In [2]:
import pandas as pd
from keras.layers import LSTM, Dense, Embedding, Masking
from keras.optimizers import Adam
from keras.preprocessing.text import text_to_word_sequence, Tokenizer
from keras.preprocessing.sequence import pad_sequences
from keras import Sequential
import numpy as np
from keras.utils import np_utils
from keras.models import load_model
import string
from nltk.corpus import stopwords
from nltk.stem import PorterStemmer
from nltk.tokenize import word_tokenize, sent_tokenize
from gensim.models import word2vec

In [3]:
embedding_dim = 50

In [4]:
train_file_text = './imdbDataset/imdb_train_text.txt'
train_file_label = './imdbDataset/imdb_train_labels.txt'
test_file_text = './imdbDataset/imdb_test_text.txt'
test_file_label = './imdbDataset/imdb_test_labels.txt'

In [5]:
training_reviews = []
with open(train_file_text) as fin:
    for l in fin:
        training_reviews.append(l.replace('<br /><br />', " ").strip("\"\n"))

In [6]:
test_reviews = []
with open(test_file_text) as fin:
    for l in fin:
        test_reviews.append(l.replace('<br /><br />', " ").strip("\"\n"))

In [7]:
training_labels = []
with open(train_file_label) as fin:
    for l in fin:
        training_labels.append(int(l.strip()))

In [8]:
test_labels = []
with open(test_file_label) as fin:
    for l in fin:
        test_labels.append(int(l.strip()))

In [11]:
def dataprep(reviews):
    table = str.maketrans('', '', string.punctuation)
    eng_stopwords = stopwords.words('english')
    # word-tokenize
    words_in_reviews = [review.split() for review in reviews]
    print("tokenization done..")
    # removing punctuation
    words_in_reviews = [[word.translate(table) for word in sent] for sent in words_in_reviews]
    print("punctuations removed...")
    # removing stop-words
    words_in_reviews = [[w.lower() for w in review_words if w.lower() not in eng_stopwords and len(w) > 2] for review_words in words_in_reviews]
    print("stopwords removed...")
    # stemming
    #stemmer = PorterStemmer()
    #stemmed_reviews = [[stemmer.stem(w) for w in words] for words in words_in_reviews]
    #print("stemming done...")
    #return stemmed_reviews
    return words_in_reviews

In [12]:
test_processed_reviews = dataprep(test_reviews)

tokenization done..
punctuations removed...
stopwords removed...


In [13]:
train_processed_reviews = dataprep(training_reviews)

tokenization done..
punctuations removed...
stopwords removed...


In [87]:
word2vecModel = word2vec.Word2Vec(train_processed_reviews + test_processed_reviews, iter=10)

In [18]:
word2vecModel.corpus_count

50000

In [19]:
word2vecModel.corpus_total_words

5906919

In [20]:
word2vecModel.wv.most_similar('love')

[('asleep', 0.5823028087615967),
 ('bermuda', 0.5716625452041626),
 ('apart', 0.524666428565979),
 ('wayside', 0.5025482177734375),
 ('loves', 0.4977417588233948),
 ('romantic', 0.47469043731689453),
 ('loved', 0.4740931987762451),
 ('flat', 0.46361207962036133),
 ('hate', 0.46154505014419556),
 ('friendship', 0.44779422879219055)]

In [21]:
word2vecModel.wv.similar_by_word(word='worst')

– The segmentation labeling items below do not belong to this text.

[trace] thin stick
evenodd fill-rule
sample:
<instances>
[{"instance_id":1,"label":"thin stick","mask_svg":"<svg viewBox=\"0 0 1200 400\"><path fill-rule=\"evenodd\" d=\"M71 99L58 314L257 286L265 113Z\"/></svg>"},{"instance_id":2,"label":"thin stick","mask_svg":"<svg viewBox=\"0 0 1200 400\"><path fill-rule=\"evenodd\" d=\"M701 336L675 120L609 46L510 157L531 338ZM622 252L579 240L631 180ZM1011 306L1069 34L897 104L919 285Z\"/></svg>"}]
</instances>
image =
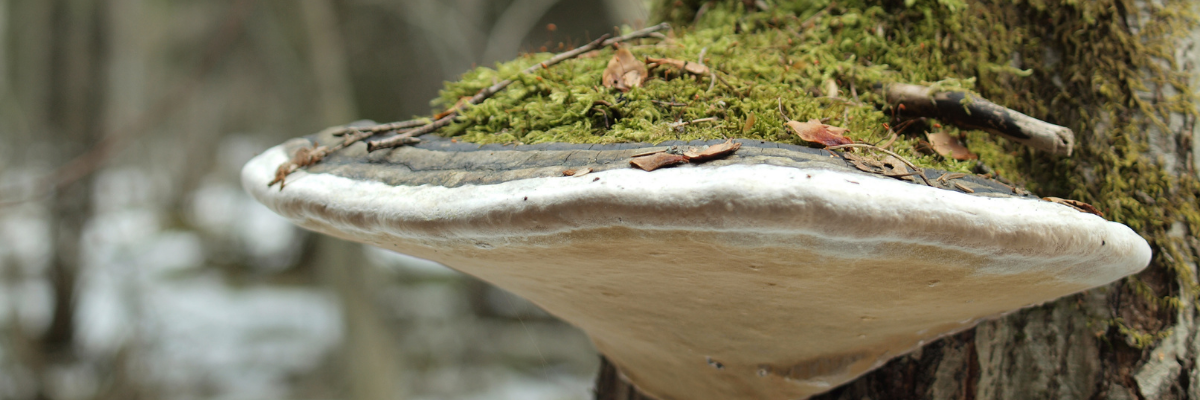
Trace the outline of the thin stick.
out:
<instances>
[{"instance_id":1,"label":"thin stick","mask_svg":"<svg viewBox=\"0 0 1200 400\"><path fill-rule=\"evenodd\" d=\"M450 125L450 123L454 123L454 118L455 117L456 115L454 115L454 114L446 115L446 117L442 117L442 119L433 121L433 124L425 125L425 126L421 126L421 127L418 127L418 129L413 129L413 130L408 130L408 131L404 131L403 133L400 133L400 135L396 135L396 136L392 136L392 137L389 137L389 138L385 138L385 139L378 139L378 141L367 142L367 153L371 153L371 151L374 151L374 150L379 150L379 149L389 149L389 148L395 148L395 147L401 147L401 145L406 145L406 144L416 143L414 141L419 141L419 139L416 139L418 136L421 136L421 135L425 135L425 133L430 133L430 132L437 131L438 129L440 129L443 126Z\"/></svg>"},{"instance_id":2,"label":"thin stick","mask_svg":"<svg viewBox=\"0 0 1200 400\"><path fill-rule=\"evenodd\" d=\"M605 46L611 46L613 43L631 41L631 40L635 40L635 38L648 37L648 36L652 36L652 35L656 34L660 30L670 29L670 28L671 28L671 25L668 25L668 24L659 24L659 25L654 25L654 26L646 28L646 29L642 29L642 30L632 31L632 32L629 32L628 35L622 35L622 36L612 37L612 38L608 37L610 35L604 35L604 36L600 36L600 38L596 38L595 41L592 41L590 43L587 43L587 44L584 44L582 47L571 49L571 50L565 52L565 53L559 53L559 54L554 55L553 58L551 58L550 60L546 60L546 61L542 61L542 62L538 62L536 65L533 65L533 66L526 68L522 72L523 73L534 73L534 72L538 72L538 70L548 68L550 66L552 66L554 64L562 62L562 61L568 60L568 59L576 58L580 54L583 54L583 53L587 53L587 52L590 52L590 50L594 50L594 49L598 49L598 48L602 48ZM484 90L480 90L474 96L472 96L470 100L468 101L468 103L472 105L472 106L479 105L479 103L484 102L485 100L487 100L488 97L491 97L492 95L494 95L496 92L498 92L500 90L504 90L504 88L508 88L514 82L515 82L514 79L504 79L504 80L493 83L491 86L485 88ZM437 119L437 120L434 120L432 123L428 121L427 119L414 119L414 120L408 120L408 121L389 123L389 124L380 124L380 125L366 126L366 127L341 127L341 129L335 129L331 132L332 135L335 135L335 136L344 136L344 138L342 139L341 143L335 144L332 147L318 147L316 149L312 149L312 150L310 150L308 154L306 154L305 157L301 157L302 160L299 160L299 162L298 162L298 160L284 162L283 165L280 166L278 171L276 172L275 180L272 180L268 185L270 186L270 185L274 185L274 184L278 183L280 184L280 189L282 190L283 189L283 185L282 185L283 184L283 179L286 179L287 175L290 174L292 172L294 172L294 171L296 171L296 169L299 169L301 167L307 167L307 166L310 166L312 163L319 162L320 160L323 160L325 156L328 156L329 154L331 154L334 151L344 149L344 148L349 147L350 144L354 144L354 143L358 143L358 142L361 142L361 141L366 141L367 138L371 138L372 136L376 136L376 135L378 135L380 132L389 132L389 131L396 131L396 130L402 130L402 129L409 129L408 131L403 131L400 135L396 135L396 136L392 136L392 137L389 137L389 138L368 142L367 143L367 151L368 153L370 151L374 151L374 150L379 150L379 149L389 149L389 148L401 147L401 145L406 145L406 144L418 143L418 142L420 142L420 139L416 138L418 136L421 136L421 135L425 135L425 133L430 133L430 132L437 131L438 129L442 129L443 126L450 125L451 123L454 123L455 118L458 117L458 112L460 112L460 108L455 107L455 109L450 111L445 117L442 117L442 118L439 118L439 119Z\"/></svg>"},{"instance_id":3,"label":"thin stick","mask_svg":"<svg viewBox=\"0 0 1200 400\"><path fill-rule=\"evenodd\" d=\"M905 165L907 165L908 168L912 168L913 171L919 171L920 173L918 175L920 177L920 180L924 180L925 185L934 186L934 184L931 184L929 181L929 178L925 178L925 169L917 168L917 166L912 165L912 162L908 162L908 160L905 160L899 154L892 153L892 150L881 149L881 148L878 148L878 147L876 147L874 144L863 144L863 143L851 143L851 144L830 145L830 147L826 148L826 150L838 150L838 149L845 149L845 148L863 148L863 149L871 149L871 150L878 150L878 151L887 153L888 155L890 155L893 157L896 157L896 160L900 160L900 162L904 162Z\"/></svg>"},{"instance_id":4,"label":"thin stick","mask_svg":"<svg viewBox=\"0 0 1200 400\"><path fill-rule=\"evenodd\" d=\"M1072 154L1075 132L1022 114L964 90L941 90L902 83L882 86L893 112L904 117L928 117L942 123L982 130L1050 154Z\"/></svg>"},{"instance_id":5,"label":"thin stick","mask_svg":"<svg viewBox=\"0 0 1200 400\"><path fill-rule=\"evenodd\" d=\"M409 129L409 127L418 127L418 126L426 125L426 124L430 124L430 123L431 121L430 121L428 118L418 118L418 119L410 119L410 120L407 120L407 121L379 124L379 125L376 125L376 126L366 126L366 127L338 126L338 127L331 129L329 133L334 135L334 136L343 136L343 135L350 133L350 132L372 132L372 133L379 133L379 132L397 131L397 130L403 130L403 129Z\"/></svg>"},{"instance_id":6,"label":"thin stick","mask_svg":"<svg viewBox=\"0 0 1200 400\"><path fill-rule=\"evenodd\" d=\"M636 30L636 31L629 32L626 35L612 37L612 38L608 37L610 35L605 34L605 35L600 36L600 38L596 38L596 40L592 41L590 43L587 43L587 44L583 44L581 47L574 48L574 49L571 49L569 52L565 52L565 53L559 53L559 54L552 56L550 60L546 60L546 61L542 61L542 62L538 62L538 64L535 64L535 65L526 68L524 71L522 71L522 73L534 73L534 72L538 72L539 70L548 68L550 66L552 66L554 64L558 64L558 62L562 62L562 61L576 58L580 54L583 54L583 53L587 53L587 52L590 52L590 50L594 50L594 49L598 49L598 48L602 48L602 47L606 47L606 46L612 46L614 43L620 43L620 42L626 42L626 41L631 41L631 40L635 40L635 38L647 37L647 36L650 36L654 32L658 32L658 31L664 30L664 29L670 29L670 28L671 28L670 24L662 23L662 24L658 24L658 25L654 25L654 26L650 26L650 28L646 28L646 29L641 29L641 30ZM492 95L499 92L500 90L504 90L504 88L508 88L514 82L516 82L516 80L514 80L514 79L504 79L504 80L497 82L496 84L493 84L493 85L491 85L491 86L488 86L488 88L486 88L486 89L480 90L479 92L476 92L475 96L470 97L470 101L468 101L468 103L470 103L472 106L479 105L479 103L484 102L485 100L487 100L488 97L491 97ZM379 139L379 141L370 142L370 143L367 143L367 151L374 151L374 150L379 150L379 149L390 149L390 148L395 148L395 147L398 147L398 145L403 145L403 144L406 144L406 142L408 142L408 139L410 139L413 137L421 136L421 135L425 135L425 133L430 133L430 132L433 132L433 131L436 131L436 130L438 130L438 129L440 129L443 126L450 125L450 123L452 123L456 117L458 117L458 111L457 109L450 112L449 115L443 117L442 119L438 119L437 121L433 121L430 125L425 125L425 126L419 127L416 130L413 130L413 131L409 131L409 132L406 132L406 133L401 133L401 135L397 135L397 136L394 136L394 137L389 137L389 138L385 138L385 139Z\"/></svg>"}]
</instances>

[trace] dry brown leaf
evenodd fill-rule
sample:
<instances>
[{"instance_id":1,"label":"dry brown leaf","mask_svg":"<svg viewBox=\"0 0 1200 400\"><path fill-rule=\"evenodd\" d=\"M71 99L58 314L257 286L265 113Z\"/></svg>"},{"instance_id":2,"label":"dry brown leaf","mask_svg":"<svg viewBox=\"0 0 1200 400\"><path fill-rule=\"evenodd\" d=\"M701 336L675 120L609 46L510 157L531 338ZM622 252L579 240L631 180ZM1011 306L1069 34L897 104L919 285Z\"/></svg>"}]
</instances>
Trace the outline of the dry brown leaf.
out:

[('stupidest', 0.7889276742935181),
 ('best', 0.7459392547607422),
 ('scariest', 0.7380221486091614),
 ('cheesiest', 0.7299014329910278),
 ('funniest', 0.7029139995574951),
 ('greatest', 0.676495373249054),
 ('poorest', 0.6579285264015198),
 ('weirdest', 0.6461619138717651),
 ('finest', 0.6428632736206055),
 ('dumbest', 0.6420060396194458)]

In [22]:
def getIndex(words, word2vecModel):
    indices = []
    for w in words:
        try:
            indices.append(word2vecModel.wv.vocab[w].index)
        except KeyError:
            pass
    return np.array(indices)

In [23]:
train_index = np.array([getIndex(sentence, word2vecModel) for sentence in train_processed_reviews])

In [24]:
test_index = np.array([getIndex(sentence, word2vecModel) for sentence in test_processed_reviews])

###### Experiment 1: without any data cleaning training embedding layer

In [26]:
vocab_size = len(word2vecModel.wv.vocab) + 1

In [27]:
vocab_size

42505

In [32]:
max_length = max([len(x) for x in np.concatenate((train_index,test_index))])

In [33]:
avg_length = sum([len(x) for x in np.concatenate((train_index,test_index))])/(len(train_index) + len(test_index))

In [34]:
max_sequence_length = 500

In [35]:
print("Average length is {} and max length is {}\nSetting max sequence length to be {}".format(avg_length, max_length, max_sequence_length))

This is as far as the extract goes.